Un tempo l’evento enologico romano si chiamava “SensofWine”, creatura di Luca Maroni, analista sensoriale. Da qualche anno, se non sbaglio dal 2013, la kermesse ha cambiato nome in I migliori vini italiani. Un titolo che è una riconduzione ad un evento di selezione dei vini nostrani che risultano essere – dopo una doviziosa analisi organolettica eseguita dallo stesso dallo stesso Maroni – appunto, i migliori.
Quest’anno la Capitale ha accolto, dall’11 al 14 febbraio scorsi, l’evento che si è svolto presso il Salone delle Fontane, nel quartiere romano Eur. Per i visitatori, che ordinariamente vi affluiscono numerosi, è un bel sospiro di sollievo, perché il suddetto quartiere è munito non solo di ampi spazi ma anche di molteplici parcheggi.
La caratteristica principale della manifestazione è la premiazione di coloro che, nell’anno precedente, si sono particolarmente distinti nella qualità dei propri prodotti enologici. Questa è la vera peculiarità della manifestazione, secondo il mio parere. Non tutte le premiazioni delle guide enologiche, a Roma, suscitano desiderio di partecipazione, da parte dei visitatori, quanto “I migliori vini italiani”. Non tanto per la premiazione in sé, o per il prestigio di essere presenti alla “prima” serata dell’evento di quattro giorni, ma per il carattere poliedrico dell’analista sensoriale Luca
Maroni. Lui ha una voce gentile, garbata, lo sguardo forse timido e allo stesso tempo scaltro, quando sale sul palcoscenico, rigorosamente elegante, e i riflettori si accendono, il silenzio cala in sala, si ode qualcosa di impalpabile che cattura l’attenzione: è la forbita dialettica e la sua gestualità lineare che diventano carisma. La premiazione a quel punto diviene spettacolo. Non sai cosa dirà, quali parole meno consuete e temi spolvererà per l’occasione ma sai che vorrà emozionare i presenti. Anche quest’anno la sua perfomance non si è smentita.
Un elemento da evidenziare all’interno dell’attuale edizione de “I migliori vini italiani” è la presenza massiccia di giovani ragazzi, soprattutto durante le serate di sabato e di domenica, molti dei quali sotto i 35 anni di età. Ho avuto la possibilità di potermi confrontare con numerosi di loro. Tanti di essi erano sprovvisti degli elementi essenziali caratterizzanti la degustazione del vino. Il che denota una duplice chiave di lettura: l’attrazione dei giovani per questo settore e il bisogno, per tanti, di educazione alla bevanda di Bacco.
Volgendo lo sguardo ai prodotti enologici tra i vini in degustazione, alcuni hanno suscitato più interesse da parte dei palati esperti e dei neofiti – a parte il Barolo il cui nome è capace di attrarre a sé fiumane di persone. Uno per tutti è l’Albarone Piemonte Doc Albarossa dell’Azienda Marco Bonfante.
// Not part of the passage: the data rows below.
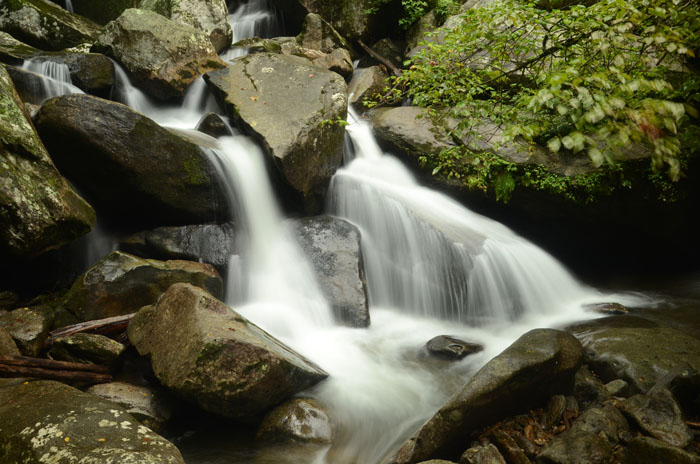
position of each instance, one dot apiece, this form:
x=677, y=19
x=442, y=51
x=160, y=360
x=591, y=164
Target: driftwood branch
x=108, y=326
x=385, y=61
x=21, y=366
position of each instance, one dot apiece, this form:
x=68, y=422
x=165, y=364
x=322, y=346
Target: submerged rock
x=211, y=356
x=162, y=56
x=208, y=16
x=446, y=347
x=45, y=421
x=122, y=284
x=637, y=351
x=300, y=420
x=537, y=365
x=28, y=327
x=209, y=243
x=45, y=25
x=129, y=165
x=295, y=110
x=333, y=246
x=39, y=211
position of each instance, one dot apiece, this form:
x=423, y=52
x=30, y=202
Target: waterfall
x=54, y=79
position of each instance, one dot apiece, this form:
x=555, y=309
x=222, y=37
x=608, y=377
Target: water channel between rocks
x=433, y=268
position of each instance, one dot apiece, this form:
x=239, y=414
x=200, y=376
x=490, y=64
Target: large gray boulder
x=538, y=365
x=39, y=210
x=208, y=354
x=209, y=243
x=295, y=110
x=128, y=164
x=637, y=351
x=333, y=246
x=45, y=25
x=162, y=56
x=122, y=284
x=45, y=421
x=208, y=16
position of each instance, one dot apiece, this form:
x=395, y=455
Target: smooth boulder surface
x=211, y=243
x=122, y=284
x=49, y=422
x=295, y=110
x=39, y=210
x=637, y=351
x=300, y=420
x=45, y=25
x=333, y=246
x=162, y=56
x=129, y=165
x=539, y=364
x=209, y=355
x=28, y=327
x=208, y=16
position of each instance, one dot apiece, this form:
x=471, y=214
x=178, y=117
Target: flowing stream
x=433, y=268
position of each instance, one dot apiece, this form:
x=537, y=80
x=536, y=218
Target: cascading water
x=55, y=79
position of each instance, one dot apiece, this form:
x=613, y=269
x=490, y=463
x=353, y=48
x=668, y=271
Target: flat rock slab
x=211, y=356
x=637, y=351
x=294, y=109
x=122, y=284
x=538, y=365
x=45, y=421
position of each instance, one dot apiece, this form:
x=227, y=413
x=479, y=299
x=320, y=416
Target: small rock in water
x=609, y=309
x=447, y=347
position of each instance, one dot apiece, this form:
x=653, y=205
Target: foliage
x=598, y=78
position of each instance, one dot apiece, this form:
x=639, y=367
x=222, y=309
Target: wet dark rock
x=589, y=441
x=132, y=168
x=122, y=284
x=637, y=351
x=482, y=454
x=333, y=246
x=8, y=347
x=49, y=420
x=212, y=124
x=45, y=25
x=39, y=210
x=657, y=414
x=509, y=449
x=148, y=405
x=162, y=56
x=29, y=327
x=88, y=349
x=209, y=355
x=294, y=110
x=208, y=243
x=300, y=420
x=365, y=84
x=645, y=450
x=208, y=16
x=447, y=347
x=538, y=365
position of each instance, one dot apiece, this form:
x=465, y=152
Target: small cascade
x=252, y=18
x=54, y=79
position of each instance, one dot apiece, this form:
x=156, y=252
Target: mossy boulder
x=45, y=421
x=162, y=56
x=45, y=25
x=295, y=110
x=211, y=356
x=122, y=284
x=208, y=16
x=129, y=165
x=28, y=327
x=39, y=211
x=539, y=364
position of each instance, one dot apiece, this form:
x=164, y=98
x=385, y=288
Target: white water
x=54, y=77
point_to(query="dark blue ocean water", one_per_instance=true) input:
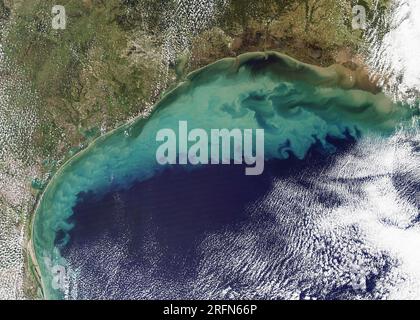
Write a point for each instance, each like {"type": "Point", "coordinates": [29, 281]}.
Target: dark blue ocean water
{"type": "Point", "coordinates": [147, 241]}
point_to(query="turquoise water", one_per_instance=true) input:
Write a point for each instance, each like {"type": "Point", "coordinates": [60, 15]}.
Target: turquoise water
{"type": "Point", "coordinates": [297, 105]}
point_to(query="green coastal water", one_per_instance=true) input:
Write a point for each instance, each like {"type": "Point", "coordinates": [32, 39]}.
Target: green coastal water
{"type": "Point", "coordinates": [296, 104]}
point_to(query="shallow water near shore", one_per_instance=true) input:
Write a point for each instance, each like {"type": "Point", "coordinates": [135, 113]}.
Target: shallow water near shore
{"type": "Point", "coordinates": [302, 108]}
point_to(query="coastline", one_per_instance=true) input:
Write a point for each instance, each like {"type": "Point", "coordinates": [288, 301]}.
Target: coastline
{"type": "Point", "coordinates": [345, 78]}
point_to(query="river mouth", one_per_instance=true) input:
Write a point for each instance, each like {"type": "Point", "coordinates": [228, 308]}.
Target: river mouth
{"type": "Point", "coordinates": [302, 108]}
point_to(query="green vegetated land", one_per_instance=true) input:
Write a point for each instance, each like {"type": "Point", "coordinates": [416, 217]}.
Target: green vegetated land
{"type": "Point", "coordinates": [104, 67]}
{"type": "Point", "coordinates": [109, 63]}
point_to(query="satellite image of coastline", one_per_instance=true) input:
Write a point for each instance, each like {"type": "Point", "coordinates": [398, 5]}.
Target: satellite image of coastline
{"type": "Point", "coordinates": [234, 150]}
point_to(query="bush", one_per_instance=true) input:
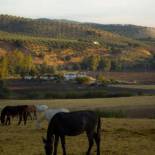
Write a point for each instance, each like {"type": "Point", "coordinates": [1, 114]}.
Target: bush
{"type": "Point", "coordinates": [4, 91]}
{"type": "Point", "coordinates": [111, 114]}
{"type": "Point", "coordinates": [83, 80]}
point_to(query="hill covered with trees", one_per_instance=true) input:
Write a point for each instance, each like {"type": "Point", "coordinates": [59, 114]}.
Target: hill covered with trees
{"type": "Point", "coordinates": [42, 45]}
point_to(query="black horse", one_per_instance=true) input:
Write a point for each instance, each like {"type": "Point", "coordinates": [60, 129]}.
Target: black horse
{"type": "Point", "coordinates": [12, 111]}
{"type": "Point", "coordinates": [72, 124]}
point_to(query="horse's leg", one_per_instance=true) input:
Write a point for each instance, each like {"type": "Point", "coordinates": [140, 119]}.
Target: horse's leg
{"type": "Point", "coordinates": [63, 144]}
{"type": "Point", "coordinates": [6, 121]}
{"type": "Point", "coordinates": [35, 115]}
{"type": "Point", "coordinates": [9, 120]}
{"type": "Point", "coordinates": [97, 141]}
{"type": "Point", "coordinates": [38, 122]}
{"type": "Point", "coordinates": [25, 117]}
{"type": "Point", "coordinates": [91, 142]}
{"type": "Point", "coordinates": [20, 119]}
{"type": "Point", "coordinates": [56, 144]}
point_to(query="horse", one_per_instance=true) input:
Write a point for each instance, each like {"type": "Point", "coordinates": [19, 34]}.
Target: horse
{"type": "Point", "coordinates": [72, 124]}
{"type": "Point", "coordinates": [31, 109]}
{"type": "Point", "coordinates": [8, 111]}
{"type": "Point", "coordinates": [41, 107]}
{"type": "Point", "coordinates": [47, 115]}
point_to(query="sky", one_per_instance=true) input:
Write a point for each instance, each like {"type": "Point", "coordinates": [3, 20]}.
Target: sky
{"type": "Point", "coordinates": [138, 12]}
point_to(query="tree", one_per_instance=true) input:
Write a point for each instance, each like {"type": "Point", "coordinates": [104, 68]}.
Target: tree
{"type": "Point", "coordinates": [104, 64]}
{"type": "Point", "coordinates": [4, 68]}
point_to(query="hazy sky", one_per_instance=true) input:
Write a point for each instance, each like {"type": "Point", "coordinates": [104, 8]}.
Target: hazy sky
{"type": "Point", "coordinates": [140, 12]}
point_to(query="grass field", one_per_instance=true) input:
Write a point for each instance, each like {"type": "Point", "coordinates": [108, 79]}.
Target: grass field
{"type": "Point", "coordinates": [145, 87]}
{"type": "Point", "coordinates": [123, 136]}
{"type": "Point", "coordinates": [119, 137]}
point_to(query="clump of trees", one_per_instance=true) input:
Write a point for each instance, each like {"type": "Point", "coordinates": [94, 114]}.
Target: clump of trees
{"type": "Point", "coordinates": [14, 63]}
{"type": "Point", "coordinates": [94, 63]}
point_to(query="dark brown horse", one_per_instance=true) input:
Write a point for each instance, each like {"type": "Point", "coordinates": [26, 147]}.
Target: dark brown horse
{"type": "Point", "coordinates": [72, 124]}
{"type": "Point", "coordinates": [31, 109]}
{"type": "Point", "coordinates": [12, 111]}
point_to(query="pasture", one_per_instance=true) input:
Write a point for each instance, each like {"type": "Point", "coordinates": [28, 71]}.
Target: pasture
{"type": "Point", "coordinates": [121, 136]}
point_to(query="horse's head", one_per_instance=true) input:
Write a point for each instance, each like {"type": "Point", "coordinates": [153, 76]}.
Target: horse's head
{"type": "Point", "coordinates": [41, 108]}
{"type": "Point", "coordinates": [47, 146]}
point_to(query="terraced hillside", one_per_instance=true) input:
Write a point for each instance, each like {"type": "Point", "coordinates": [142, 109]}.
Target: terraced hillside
{"type": "Point", "coordinates": [68, 43]}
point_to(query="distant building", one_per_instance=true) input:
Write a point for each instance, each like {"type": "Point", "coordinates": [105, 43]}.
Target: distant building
{"type": "Point", "coordinates": [72, 76]}
{"type": "Point", "coordinates": [96, 43]}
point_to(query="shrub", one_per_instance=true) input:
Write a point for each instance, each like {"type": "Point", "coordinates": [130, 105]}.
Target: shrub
{"type": "Point", "coordinates": [4, 91]}
{"type": "Point", "coordinates": [83, 80]}
{"type": "Point", "coordinates": [111, 113]}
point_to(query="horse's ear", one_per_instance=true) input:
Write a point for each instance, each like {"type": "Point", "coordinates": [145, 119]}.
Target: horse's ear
{"type": "Point", "coordinates": [44, 140]}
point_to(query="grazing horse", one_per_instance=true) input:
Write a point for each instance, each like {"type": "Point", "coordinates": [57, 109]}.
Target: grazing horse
{"type": "Point", "coordinates": [31, 109]}
{"type": "Point", "coordinates": [47, 115]}
{"type": "Point", "coordinates": [41, 107]}
{"type": "Point", "coordinates": [8, 111]}
{"type": "Point", "coordinates": [72, 124]}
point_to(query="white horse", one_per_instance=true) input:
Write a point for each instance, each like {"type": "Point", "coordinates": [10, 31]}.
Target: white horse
{"type": "Point", "coordinates": [47, 115]}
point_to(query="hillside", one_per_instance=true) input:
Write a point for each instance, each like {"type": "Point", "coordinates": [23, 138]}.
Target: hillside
{"type": "Point", "coordinates": [73, 45]}
{"type": "Point", "coordinates": [132, 31]}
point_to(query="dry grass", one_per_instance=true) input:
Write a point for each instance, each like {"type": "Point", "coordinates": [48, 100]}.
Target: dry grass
{"type": "Point", "coordinates": [88, 103]}
{"type": "Point", "coordinates": [119, 137]}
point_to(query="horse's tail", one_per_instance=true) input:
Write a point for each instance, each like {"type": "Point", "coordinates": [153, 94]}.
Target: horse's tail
{"type": "Point", "coordinates": [98, 135]}
{"type": "Point", "coordinates": [3, 113]}
{"type": "Point", "coordinates": [50, 135]}
{"type": "Point", "coordinates": [99, 128]}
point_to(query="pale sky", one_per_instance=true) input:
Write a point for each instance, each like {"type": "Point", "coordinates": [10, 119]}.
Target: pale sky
{"type": "Point", "coordinates": [139, 12]}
Albarone, il cui nome del vino in etichetta, nasce dalla contrazione di due parole: Albarossa (vitigno nato dall’incrocio di Nebbiolo e Barbera) e amarone quale metodo di produzione del vino (ossia ipersemplificando prima che avvenga la vinificazione e le uve sono state appassite).
All’inizio dell’articolo ho menzionato, non a caso, SensofWine. Confesso di avere un po’ di nostalgia di quei tempi, non lontani. Il numero degli espositori sembrava essere più folto, tanto che si svolgeva in una location più grande Palazzo dei Congressi (poco distante dal Salone delle Fontane). Forse era popolato da molti meno giovanissimi, ma coloro che vi partecipavano sembravano più apprezzare la cultura del vino anziché ammortizzare il costo del biglietto di ingresso. Poi, vi era anche un tempo per la premiazione (che avveniva in una sala diversa da quella della manifestazione) e dunque un tempo per la degustazione dei prodotti enologici selezionati.
Giustappunto, confermo un dato che risulta essere sempre il vero “asso vincente” della manifestazione il carisma di quest’uomo, Luca Maroni, che è capace di far confluire circa 7.000 persone in quattro giorni (con una media di 1.750 al dì) in una manifestazione enologica che comprende degustatori che amano più o meno profondamente il vino e la sua cultura.